Abstract

Background: Cardiac afterload in the Fontan circulation is enhanced due to sequentially connected pulmonary circulation to the systemic circulation. As the augmentation of afterload, which includes both of venous and arterial components, markedly compromise stroke volume in the Fontan patients, identification of primary culprit is vitally important to determine therapeutic targets in preserving circulation and end-organ function. We tested our hypothesis that the augmentation of cardiac afterload in the Fontan circulation is attributed by the compensative arterial constriction in addition to the venous congestion. Methods: Transient inferior vena-caval occlusion (IVCO) was applied to induced venous congestion in 23 Fontan and 87 postoperative biventricular circulation patients(BVC), and augmentation of arterial elastance (Ea) was measured with constructing ventricular pressure-volume relationship. Results: As compared with BVC patients, lower cardiac output in the Fontan patient was attributed by the augmented afterload with similar contractile function. While increase of CVP was augmented in the Fontan pts as compared to those with BVC (p=0.0016), increase of Ea was similar in both groups, suggesting suppressed response of increasing Ea in the Fontan pts. This was further supported by the negative relationship between CVP increase and Ea augmentation (p=0.048).
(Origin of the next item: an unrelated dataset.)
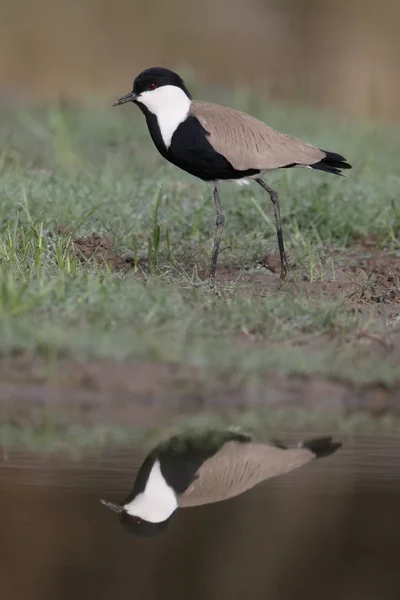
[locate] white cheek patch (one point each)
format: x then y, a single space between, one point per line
171 107
157 502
Consistent with this, increase of Ea by induced venous congestion was negatively correlated with mean circulatory filling pressure (p=0.025) as well as systemic vascular resistance (p=0.047). Importantly, augmentation of Ea was independent of renin-angiotensin-aldosterone system (RAAS). Conclusions: Augmentation of afterload by induced venous congestion was rather saturated in the Fontan circulation, suggesting chronic activation of excessive compensatory vasoconstriction at baseline, which involves entire vascular system. As this response was independent of RAAS activity, in addition to RAAS blockade, structural and functional interventions to suppress cardiovascular remodeling should be implemented for the further reduction of cardiac afterload.